Income Tax Return: How to disclose your earnings from Mutual Fund investments in ITR

Mutual Fund (MF) is considered as a safer way to venture into equity markets compared to direct investments in stocks.  

This is because equity-oriented MF schemes provide a ready-made diversified portfolio managed by professional fund managers. 

Following are the tax rules on the incomes on MF investments and how to disclose such incomes:

1. Dividend - A salaried taxpayer may disclose dividend received in ITR-1 under the head Income from Other Sources.

2. Redemption - Depending on the period of holding before redemption, taxation rules are different for debt funds and equity funds.

3. Short-term Capital Gain - The holding period for short-term gains and taxation rules are different for debt and equity funds.

4. Debt Fund - Redemption made within 36 months from the date of purchase of units of debt-oriented MF schemes are considered as short-term capital gains. 

5. Equity Fund - Redemption made within 12 months from date of purchase of units of equity-oriented MF schemes are considered as short-term capital gains. Such gains are taxed at a rate of 15 per cent.. 

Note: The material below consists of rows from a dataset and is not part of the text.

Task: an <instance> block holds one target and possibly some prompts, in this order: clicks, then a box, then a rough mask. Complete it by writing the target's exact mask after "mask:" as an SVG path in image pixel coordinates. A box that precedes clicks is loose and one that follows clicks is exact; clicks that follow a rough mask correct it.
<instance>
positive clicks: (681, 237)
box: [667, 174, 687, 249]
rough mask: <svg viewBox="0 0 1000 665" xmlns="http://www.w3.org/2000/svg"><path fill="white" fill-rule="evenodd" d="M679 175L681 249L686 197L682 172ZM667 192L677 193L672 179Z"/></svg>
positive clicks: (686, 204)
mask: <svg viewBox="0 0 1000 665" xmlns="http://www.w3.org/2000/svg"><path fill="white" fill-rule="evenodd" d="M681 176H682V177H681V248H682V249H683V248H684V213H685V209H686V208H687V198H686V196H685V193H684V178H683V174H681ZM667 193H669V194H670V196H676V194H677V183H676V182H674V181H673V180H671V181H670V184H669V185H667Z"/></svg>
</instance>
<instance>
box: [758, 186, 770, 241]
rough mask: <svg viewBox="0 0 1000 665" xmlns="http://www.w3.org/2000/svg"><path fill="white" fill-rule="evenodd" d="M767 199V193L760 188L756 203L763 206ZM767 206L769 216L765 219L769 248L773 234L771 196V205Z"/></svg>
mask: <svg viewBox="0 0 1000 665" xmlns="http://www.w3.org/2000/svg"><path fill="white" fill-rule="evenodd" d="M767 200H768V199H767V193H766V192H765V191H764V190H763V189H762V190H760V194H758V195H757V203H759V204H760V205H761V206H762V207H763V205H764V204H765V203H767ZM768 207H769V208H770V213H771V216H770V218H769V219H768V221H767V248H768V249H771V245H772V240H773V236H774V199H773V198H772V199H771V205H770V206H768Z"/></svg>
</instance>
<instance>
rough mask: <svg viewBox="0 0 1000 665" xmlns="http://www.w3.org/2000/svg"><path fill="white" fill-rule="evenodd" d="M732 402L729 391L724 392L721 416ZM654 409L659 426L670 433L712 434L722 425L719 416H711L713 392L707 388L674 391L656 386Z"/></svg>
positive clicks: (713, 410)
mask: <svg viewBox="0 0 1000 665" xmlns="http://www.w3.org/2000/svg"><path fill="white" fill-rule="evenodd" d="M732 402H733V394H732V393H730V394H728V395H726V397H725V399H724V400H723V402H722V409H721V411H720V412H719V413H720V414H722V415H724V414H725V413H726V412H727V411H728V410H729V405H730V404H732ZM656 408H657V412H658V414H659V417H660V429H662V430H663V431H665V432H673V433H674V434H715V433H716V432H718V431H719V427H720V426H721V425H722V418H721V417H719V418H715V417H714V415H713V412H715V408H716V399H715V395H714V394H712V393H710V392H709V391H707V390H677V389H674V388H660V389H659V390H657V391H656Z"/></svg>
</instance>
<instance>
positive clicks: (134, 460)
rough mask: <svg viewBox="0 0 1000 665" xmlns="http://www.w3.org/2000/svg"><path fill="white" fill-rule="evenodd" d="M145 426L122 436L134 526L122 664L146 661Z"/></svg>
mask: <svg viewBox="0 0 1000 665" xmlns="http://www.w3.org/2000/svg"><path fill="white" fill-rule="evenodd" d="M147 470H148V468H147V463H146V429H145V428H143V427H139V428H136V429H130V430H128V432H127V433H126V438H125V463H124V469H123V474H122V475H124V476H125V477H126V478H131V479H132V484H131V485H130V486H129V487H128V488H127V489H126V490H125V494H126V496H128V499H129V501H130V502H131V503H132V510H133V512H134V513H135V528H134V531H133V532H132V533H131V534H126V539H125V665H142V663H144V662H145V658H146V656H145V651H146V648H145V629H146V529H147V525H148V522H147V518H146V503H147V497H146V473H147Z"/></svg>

6. Long-term Capital Gain - RLike short-term, the holding period and taxation rules for long-term gains are also different for debt and equity funds.

How to disclose in ITR

As there is no provision in ITR-1 to disclose capital gains, after redeeming MF units – be it debt fund or equity fund and short-term gain or long-term gain – a salaried taxpayer will not be able to ITR-1, but have to disclose the gain/loss in the Capital Gain pages in the ITR-2 Form.